Bekir Ağırdır sunumu sırasında anket sonuçlarıyla birlikte çeşitli değerlendirmelerde de bulundu. Ağırdır, Türkiye'de farklı kimliklerden topluluklara “Kimliğini yaşamanın önündeki engeller neler?” diye sorulduğunda Kürtlerin “Yasal düzenlemeler” derken farklı inançlardan azınlıkların “Toplumsal baskılar” dediğini ve anket sonuçlarının da bu bilgiyi doğruladığını dile getirdi. Ağırdır yüz yüze gelinmediği halde sosyal medyada üçte birinin açıktan ayrımcılığa uğradığını hatırlatırken, eğitim seviyesi yüksek bu grubun büyük çoğunluğunun sosyal medyadaki haklarını bilmediğini hatırlattı.

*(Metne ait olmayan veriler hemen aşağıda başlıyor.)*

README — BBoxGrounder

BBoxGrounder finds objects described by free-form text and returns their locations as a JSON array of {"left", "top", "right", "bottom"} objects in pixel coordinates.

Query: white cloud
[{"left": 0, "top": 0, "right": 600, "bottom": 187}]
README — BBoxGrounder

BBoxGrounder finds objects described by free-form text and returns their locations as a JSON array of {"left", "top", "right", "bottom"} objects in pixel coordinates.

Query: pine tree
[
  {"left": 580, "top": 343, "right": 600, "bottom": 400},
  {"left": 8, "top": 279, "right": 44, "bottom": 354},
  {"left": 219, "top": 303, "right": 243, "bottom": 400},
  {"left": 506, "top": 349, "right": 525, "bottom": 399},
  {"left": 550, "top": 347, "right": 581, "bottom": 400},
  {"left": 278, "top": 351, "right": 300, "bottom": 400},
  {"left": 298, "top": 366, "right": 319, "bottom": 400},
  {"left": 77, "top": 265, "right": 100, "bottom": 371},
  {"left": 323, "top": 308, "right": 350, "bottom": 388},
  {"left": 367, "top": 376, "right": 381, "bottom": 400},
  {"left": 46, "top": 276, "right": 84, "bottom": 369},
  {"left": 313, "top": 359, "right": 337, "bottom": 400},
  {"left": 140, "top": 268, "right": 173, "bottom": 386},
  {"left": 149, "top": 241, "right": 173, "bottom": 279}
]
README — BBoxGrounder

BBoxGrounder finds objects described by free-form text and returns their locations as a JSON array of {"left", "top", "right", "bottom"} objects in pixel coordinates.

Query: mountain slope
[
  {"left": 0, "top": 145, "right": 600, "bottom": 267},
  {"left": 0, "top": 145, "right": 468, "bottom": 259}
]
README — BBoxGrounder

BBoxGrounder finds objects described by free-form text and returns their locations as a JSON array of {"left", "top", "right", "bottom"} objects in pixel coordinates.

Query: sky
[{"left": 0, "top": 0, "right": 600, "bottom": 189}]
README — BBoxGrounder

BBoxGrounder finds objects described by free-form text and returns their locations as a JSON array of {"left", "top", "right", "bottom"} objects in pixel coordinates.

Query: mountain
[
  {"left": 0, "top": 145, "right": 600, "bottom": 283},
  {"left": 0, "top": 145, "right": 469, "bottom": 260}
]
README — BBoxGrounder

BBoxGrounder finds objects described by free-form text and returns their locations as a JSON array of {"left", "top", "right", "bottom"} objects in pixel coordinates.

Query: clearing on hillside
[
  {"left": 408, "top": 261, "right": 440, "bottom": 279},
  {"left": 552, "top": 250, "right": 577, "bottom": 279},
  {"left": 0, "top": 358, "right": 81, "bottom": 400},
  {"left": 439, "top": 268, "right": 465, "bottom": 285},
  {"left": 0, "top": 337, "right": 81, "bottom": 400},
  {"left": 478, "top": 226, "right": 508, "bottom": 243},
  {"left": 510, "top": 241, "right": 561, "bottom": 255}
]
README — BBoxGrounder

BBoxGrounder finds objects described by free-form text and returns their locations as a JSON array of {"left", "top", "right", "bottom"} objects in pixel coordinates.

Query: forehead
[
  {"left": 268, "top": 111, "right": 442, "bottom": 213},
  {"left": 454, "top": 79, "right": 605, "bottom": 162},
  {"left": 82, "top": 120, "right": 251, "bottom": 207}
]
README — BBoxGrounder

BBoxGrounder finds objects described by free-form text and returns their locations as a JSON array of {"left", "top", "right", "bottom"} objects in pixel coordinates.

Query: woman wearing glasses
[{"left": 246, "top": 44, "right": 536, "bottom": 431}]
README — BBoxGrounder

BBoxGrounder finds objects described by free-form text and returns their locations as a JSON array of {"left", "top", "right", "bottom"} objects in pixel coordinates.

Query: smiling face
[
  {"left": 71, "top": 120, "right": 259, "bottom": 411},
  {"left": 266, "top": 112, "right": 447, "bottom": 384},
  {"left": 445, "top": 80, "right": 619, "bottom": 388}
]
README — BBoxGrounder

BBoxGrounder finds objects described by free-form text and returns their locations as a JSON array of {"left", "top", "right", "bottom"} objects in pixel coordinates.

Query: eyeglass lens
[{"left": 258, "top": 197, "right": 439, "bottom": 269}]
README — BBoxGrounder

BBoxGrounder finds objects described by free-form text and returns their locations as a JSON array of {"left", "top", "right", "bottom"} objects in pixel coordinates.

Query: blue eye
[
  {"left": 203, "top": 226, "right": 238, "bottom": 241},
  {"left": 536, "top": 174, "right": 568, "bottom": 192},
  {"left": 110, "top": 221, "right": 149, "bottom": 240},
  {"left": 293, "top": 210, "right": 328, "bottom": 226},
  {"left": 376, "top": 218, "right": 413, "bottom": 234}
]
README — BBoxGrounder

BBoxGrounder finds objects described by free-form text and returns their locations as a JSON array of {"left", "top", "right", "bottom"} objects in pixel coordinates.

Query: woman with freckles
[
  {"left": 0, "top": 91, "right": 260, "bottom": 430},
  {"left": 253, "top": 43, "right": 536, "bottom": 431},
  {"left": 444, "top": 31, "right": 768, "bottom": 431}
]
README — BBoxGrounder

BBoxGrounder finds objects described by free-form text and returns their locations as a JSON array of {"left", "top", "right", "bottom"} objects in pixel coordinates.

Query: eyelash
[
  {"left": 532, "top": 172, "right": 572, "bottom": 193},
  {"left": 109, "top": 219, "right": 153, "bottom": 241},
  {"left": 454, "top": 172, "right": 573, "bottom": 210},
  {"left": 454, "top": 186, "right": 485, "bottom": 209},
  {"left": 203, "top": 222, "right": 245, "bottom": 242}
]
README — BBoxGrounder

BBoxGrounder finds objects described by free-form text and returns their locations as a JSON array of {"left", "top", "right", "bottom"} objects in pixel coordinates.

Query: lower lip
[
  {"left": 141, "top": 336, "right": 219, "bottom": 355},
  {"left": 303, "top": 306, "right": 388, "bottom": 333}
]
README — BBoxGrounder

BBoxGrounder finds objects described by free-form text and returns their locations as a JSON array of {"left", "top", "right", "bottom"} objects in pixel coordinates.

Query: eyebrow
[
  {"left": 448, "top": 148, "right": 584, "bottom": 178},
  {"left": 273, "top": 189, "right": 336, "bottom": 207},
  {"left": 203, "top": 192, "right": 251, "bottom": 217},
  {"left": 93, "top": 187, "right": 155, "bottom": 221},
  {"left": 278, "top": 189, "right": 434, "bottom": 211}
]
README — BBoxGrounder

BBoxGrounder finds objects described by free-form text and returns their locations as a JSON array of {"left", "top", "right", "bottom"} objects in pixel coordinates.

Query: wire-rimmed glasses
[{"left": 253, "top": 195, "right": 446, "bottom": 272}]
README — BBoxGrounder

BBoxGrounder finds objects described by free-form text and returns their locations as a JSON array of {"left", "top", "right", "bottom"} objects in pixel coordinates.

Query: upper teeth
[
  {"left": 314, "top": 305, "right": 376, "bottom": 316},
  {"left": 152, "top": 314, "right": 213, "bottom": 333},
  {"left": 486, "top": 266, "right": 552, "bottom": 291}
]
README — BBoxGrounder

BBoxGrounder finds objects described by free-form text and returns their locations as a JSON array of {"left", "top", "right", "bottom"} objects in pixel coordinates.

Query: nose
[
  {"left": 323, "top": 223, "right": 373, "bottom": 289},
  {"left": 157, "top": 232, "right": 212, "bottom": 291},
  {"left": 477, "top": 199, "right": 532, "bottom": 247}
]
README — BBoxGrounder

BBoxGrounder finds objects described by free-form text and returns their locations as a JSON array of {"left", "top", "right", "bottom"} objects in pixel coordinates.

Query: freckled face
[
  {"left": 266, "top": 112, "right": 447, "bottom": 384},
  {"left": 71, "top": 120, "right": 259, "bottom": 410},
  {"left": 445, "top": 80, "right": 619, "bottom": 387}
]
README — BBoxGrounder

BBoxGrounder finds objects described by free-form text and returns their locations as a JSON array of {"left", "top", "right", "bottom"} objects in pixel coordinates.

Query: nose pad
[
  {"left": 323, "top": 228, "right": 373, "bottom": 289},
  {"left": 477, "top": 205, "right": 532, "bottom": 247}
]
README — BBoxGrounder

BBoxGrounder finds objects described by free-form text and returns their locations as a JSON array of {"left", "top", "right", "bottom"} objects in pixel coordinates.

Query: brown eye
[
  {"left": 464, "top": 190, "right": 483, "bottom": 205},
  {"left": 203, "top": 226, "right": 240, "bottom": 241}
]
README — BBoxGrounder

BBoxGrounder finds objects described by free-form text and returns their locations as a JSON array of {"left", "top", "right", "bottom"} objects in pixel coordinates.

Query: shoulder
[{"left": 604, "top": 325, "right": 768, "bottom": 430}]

Bekir Ağırdır, anket sonuçlarından “Bir arada yaşamak için temas etmek gerekli” sonucunu çıkardığını vurguladı: “Göç, iş yerinde birlikte çalışmak, aynı apartmanda yaşamak, toplantılarda karşılaşmak gibi vesilelerle ‘yaban’ olmaktan çıkılmalı, farklılıklar öcü olarak kodlanmamalı.” Ağırdır, önce eğitim sonra hukuk sisteminin demokratikleşmesi gerektiğini, maharetin daha temas başlarken önyargıyı kaldırmak olduğunu belirtti.

Ağırdır’ın ardından söz alan Bilgi Üniversitesinden Ulaş Karan, gün geçtikçe sosyal medyanın yaptırım ve düzenleme bekleyen bir alana dönüştüğünü, kasım ayında proje kapsamında yapılacak uluslararası konferansta özel olarak ifade özgürlüğü ve azınlıklar konusuna eğileceklerini ifade etti.